The research conducted by the Open Think Tank (OTT) as part of the PAVE project in Iraq aimed to examine the relationship between state and religious actors and their impact on community vulnerability or resilience to violent extremism in the country. Specifically, the study sought to understand the extent to which the rise of violent extremism is connected to the absence or dysfunction of state institutions or inactive and mistrusted religious institutions. The research focused on two districts in Nineveh Province, Hamdaniyyah and Tel Afar, which experienced the rule of the Islamic State and the devastating consequences of violent extremism.
Through 59 in-depth face-to-face interviews with various stakeholders, including civil society members, political representatives, grassroots communities, and religious representatives, the research gathered data on the influence of religious institutions on countering and preventing violent extremism (C/PVE) initiatives.

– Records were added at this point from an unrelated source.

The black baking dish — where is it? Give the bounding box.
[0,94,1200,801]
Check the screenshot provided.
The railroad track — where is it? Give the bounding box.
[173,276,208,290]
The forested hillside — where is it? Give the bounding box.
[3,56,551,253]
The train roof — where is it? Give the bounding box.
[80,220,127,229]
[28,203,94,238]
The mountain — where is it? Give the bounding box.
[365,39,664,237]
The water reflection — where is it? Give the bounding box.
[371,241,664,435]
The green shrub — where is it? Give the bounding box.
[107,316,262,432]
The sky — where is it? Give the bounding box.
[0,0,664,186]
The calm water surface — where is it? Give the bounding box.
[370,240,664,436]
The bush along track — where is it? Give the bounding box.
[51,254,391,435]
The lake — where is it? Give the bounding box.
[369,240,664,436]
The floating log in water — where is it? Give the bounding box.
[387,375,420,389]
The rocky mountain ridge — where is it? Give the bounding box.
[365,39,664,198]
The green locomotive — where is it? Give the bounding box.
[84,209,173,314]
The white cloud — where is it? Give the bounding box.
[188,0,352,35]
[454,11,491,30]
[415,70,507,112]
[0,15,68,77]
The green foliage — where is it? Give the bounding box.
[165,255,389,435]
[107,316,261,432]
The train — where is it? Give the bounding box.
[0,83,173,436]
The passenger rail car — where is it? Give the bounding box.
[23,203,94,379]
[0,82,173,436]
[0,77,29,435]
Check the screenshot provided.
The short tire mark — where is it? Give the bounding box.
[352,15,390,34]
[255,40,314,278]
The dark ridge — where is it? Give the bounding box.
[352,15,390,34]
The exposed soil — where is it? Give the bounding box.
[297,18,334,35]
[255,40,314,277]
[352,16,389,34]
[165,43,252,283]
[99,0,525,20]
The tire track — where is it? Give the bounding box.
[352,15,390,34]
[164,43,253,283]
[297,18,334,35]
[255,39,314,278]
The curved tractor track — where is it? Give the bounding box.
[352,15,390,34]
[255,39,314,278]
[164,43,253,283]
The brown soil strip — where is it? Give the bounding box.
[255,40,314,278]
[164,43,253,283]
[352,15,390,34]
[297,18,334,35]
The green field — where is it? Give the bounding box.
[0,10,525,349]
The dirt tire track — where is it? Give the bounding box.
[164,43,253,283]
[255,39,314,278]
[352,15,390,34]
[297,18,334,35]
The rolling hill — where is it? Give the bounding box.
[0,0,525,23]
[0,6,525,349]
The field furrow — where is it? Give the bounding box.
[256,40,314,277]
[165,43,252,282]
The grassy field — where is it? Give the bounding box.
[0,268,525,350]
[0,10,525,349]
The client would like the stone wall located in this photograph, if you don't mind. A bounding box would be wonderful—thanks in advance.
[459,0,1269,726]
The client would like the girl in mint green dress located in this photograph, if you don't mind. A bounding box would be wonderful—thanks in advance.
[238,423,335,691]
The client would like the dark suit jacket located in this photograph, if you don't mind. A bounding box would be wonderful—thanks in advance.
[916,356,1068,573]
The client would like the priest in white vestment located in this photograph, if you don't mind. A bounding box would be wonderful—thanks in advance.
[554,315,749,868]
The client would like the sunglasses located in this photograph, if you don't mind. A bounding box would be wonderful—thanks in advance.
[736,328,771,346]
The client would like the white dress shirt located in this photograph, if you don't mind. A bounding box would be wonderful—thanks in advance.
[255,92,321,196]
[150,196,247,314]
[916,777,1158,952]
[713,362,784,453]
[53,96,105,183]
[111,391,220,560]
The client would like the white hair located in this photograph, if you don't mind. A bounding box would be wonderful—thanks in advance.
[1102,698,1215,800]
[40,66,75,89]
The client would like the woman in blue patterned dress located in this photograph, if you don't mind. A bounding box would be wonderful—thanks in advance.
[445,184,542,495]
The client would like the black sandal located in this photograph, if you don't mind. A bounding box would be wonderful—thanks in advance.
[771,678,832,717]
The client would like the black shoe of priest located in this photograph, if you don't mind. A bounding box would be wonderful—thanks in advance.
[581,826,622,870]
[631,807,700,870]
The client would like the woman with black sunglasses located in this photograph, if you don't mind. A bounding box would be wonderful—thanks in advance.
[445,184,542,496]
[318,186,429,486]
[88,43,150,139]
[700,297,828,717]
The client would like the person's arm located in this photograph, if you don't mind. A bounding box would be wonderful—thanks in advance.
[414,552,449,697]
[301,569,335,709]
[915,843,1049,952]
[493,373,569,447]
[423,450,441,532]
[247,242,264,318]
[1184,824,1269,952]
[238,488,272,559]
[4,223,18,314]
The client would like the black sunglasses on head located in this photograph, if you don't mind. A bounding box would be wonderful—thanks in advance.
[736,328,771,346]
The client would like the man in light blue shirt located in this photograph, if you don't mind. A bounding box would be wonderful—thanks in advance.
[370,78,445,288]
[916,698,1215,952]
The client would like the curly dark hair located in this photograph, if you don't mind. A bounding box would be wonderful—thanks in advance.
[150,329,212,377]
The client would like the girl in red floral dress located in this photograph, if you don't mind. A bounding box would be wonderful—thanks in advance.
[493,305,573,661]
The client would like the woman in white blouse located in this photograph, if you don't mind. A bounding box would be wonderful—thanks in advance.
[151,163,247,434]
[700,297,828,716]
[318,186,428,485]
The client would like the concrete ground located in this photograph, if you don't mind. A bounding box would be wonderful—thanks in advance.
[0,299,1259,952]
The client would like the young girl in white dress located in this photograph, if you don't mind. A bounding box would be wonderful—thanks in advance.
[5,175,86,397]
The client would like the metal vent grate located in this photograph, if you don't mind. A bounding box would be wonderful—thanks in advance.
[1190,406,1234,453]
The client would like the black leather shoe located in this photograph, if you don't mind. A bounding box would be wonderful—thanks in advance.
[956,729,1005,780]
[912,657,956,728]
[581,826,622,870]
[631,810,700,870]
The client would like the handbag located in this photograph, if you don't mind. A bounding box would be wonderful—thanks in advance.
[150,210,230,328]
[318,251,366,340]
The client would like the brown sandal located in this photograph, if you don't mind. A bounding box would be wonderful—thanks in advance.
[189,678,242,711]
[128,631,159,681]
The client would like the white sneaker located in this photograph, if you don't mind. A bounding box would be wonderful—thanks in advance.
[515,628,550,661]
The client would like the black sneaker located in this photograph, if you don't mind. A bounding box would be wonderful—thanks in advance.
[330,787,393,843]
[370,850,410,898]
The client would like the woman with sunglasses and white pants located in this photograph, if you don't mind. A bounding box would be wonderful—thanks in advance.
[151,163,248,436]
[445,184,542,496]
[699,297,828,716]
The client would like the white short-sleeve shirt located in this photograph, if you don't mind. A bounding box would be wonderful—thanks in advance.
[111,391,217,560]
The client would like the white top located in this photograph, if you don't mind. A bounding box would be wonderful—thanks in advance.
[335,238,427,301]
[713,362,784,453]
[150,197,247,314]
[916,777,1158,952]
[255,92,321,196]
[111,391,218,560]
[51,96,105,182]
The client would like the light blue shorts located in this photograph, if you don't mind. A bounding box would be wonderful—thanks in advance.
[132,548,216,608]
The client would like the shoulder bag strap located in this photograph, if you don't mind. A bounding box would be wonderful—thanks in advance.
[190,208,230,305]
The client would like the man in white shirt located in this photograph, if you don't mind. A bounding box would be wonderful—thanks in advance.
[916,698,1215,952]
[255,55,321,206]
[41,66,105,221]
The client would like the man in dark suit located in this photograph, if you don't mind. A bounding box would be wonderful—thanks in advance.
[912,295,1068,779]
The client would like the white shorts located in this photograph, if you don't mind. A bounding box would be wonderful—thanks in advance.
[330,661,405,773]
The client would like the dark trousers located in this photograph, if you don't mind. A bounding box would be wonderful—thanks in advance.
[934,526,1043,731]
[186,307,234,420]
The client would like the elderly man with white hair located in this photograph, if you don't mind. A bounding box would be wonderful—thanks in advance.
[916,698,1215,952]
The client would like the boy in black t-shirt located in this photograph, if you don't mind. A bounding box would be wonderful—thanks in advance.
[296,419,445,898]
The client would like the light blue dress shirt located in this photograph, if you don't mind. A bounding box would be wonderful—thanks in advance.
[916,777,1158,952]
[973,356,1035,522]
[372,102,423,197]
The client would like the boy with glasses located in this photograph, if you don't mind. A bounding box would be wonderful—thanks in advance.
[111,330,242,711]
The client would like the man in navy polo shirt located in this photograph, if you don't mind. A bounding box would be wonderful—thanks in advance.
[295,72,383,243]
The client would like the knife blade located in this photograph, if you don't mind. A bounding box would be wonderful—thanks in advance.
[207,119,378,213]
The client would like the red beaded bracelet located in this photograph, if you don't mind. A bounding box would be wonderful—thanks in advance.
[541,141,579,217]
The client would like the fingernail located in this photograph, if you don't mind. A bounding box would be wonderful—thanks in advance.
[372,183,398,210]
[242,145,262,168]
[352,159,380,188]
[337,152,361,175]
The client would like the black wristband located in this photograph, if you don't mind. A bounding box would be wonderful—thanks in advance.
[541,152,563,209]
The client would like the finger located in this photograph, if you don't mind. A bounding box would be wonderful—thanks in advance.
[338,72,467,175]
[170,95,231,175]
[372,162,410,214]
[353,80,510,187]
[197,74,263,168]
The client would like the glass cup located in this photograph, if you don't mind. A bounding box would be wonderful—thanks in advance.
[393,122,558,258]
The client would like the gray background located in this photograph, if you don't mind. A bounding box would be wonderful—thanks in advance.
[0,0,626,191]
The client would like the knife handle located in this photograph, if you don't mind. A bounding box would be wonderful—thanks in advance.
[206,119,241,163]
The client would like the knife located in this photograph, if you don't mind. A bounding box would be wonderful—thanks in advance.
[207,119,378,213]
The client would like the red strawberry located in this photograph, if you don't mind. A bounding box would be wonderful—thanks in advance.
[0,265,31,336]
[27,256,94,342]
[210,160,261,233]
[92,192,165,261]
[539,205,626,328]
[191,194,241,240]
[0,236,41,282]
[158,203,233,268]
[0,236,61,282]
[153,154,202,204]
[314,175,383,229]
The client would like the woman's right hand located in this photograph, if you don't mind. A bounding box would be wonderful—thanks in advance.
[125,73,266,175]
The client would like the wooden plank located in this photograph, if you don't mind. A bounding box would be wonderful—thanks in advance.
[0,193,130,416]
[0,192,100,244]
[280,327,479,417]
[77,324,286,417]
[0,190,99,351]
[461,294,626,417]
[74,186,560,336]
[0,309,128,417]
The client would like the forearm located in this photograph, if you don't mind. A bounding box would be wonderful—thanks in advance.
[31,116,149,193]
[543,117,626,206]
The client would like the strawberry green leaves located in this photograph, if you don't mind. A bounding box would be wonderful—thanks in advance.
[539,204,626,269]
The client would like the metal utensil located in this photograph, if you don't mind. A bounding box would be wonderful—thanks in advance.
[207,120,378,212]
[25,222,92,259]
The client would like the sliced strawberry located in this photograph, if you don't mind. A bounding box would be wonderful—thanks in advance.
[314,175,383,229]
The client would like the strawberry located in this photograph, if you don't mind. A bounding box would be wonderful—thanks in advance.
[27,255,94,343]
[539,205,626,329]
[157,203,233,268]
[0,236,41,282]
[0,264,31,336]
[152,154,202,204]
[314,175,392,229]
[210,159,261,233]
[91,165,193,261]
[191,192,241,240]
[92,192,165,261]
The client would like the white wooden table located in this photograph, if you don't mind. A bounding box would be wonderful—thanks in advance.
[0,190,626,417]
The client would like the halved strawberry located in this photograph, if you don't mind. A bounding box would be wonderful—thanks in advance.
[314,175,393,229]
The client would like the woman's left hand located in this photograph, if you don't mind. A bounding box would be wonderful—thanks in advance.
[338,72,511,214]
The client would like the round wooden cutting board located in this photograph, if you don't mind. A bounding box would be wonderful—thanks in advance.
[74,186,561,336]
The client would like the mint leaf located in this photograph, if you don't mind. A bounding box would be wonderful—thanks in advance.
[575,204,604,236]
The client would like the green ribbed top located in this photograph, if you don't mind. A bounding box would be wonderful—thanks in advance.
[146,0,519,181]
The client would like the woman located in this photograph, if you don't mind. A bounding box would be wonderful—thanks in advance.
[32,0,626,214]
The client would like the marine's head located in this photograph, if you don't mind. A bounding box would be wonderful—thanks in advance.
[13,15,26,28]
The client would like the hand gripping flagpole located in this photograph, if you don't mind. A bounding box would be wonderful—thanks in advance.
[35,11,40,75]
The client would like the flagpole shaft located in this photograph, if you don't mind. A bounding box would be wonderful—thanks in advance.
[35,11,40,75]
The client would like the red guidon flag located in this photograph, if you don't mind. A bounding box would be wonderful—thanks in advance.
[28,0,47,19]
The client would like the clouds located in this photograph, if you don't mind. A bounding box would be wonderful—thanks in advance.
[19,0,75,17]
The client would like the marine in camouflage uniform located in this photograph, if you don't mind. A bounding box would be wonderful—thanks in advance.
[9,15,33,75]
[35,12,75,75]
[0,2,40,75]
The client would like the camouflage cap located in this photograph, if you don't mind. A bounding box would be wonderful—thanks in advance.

The study also collected socio-demographic indicators to ensure the representativeness of the sampled populations, including gender and ethno-religious groups.
The PAVE research in Iraq addresses the gaps in existing literature, which often provides descriptive accounts of C/PVE policies without considering the involvement and impact of different stakeholders, particularly religious actors. The research analyzes the actions, legitimacy, and interaction between religious and political spheres within the context of Iraq's post-2003 state apparatus. The hybrid political and legal system in Iraq since the removal of Saddam Hussein has created a shared space of governance and challenged traditional dichotomies of formal-informal and secular-religious institutions.
Contrary to the dominant narrative that attributes violent extremism in Iraq solely to the collapse of the state and sectarian politics, the research suggests a mutually reinforcing relationship between violent extremism and the sustainability of the Iraqi political structures. The absence of a functioning state has hindered social transformation and contributed to the grievances and desire for radical change that fuel violent extremism. However, preventing violent extremism without the involvement of the state is impossible, emphasizing the need for an innovative and inclusive approach to address the complex network of stakeholders with diverse backgrounds and objectives.
The research findings highlight the contested legitimacy of religious institutions in Nineveh Province, the limited interactions between religious institutions, political systems, and civil society, and the fragmentation of the state apparatus reflected in uncoordinated C/PVE strategies. Additionally, the study emphasizes the interplay and competition between different forms of resilience in Iraq, where the resilience of the state or political system undermines community resilience to violent extremism.
Based on the research findings, several recommendations are provided for the government, civil society, and the international community. These recommendations include efforts to rehabilitate liberated areas, prioritize psychological reconstruction alongside material reconstruction, support women's engagement in public life, establish local peace committees, reform the legal framework, encourage interfaith dialogue and cooperation, and promote inclusive development policies.
In conclusion, the PAVE research in Iraq offers insights into the interplay between state and religious actors in relation to violent extremism and emphasizes the need for an inclusive and holistic approach that addresses the complexities of the Iraqi context. The findings provide valuable recommendations for various stakeholders to foster resilience, prevent violent extremism, and promote sustainable development in Iraq.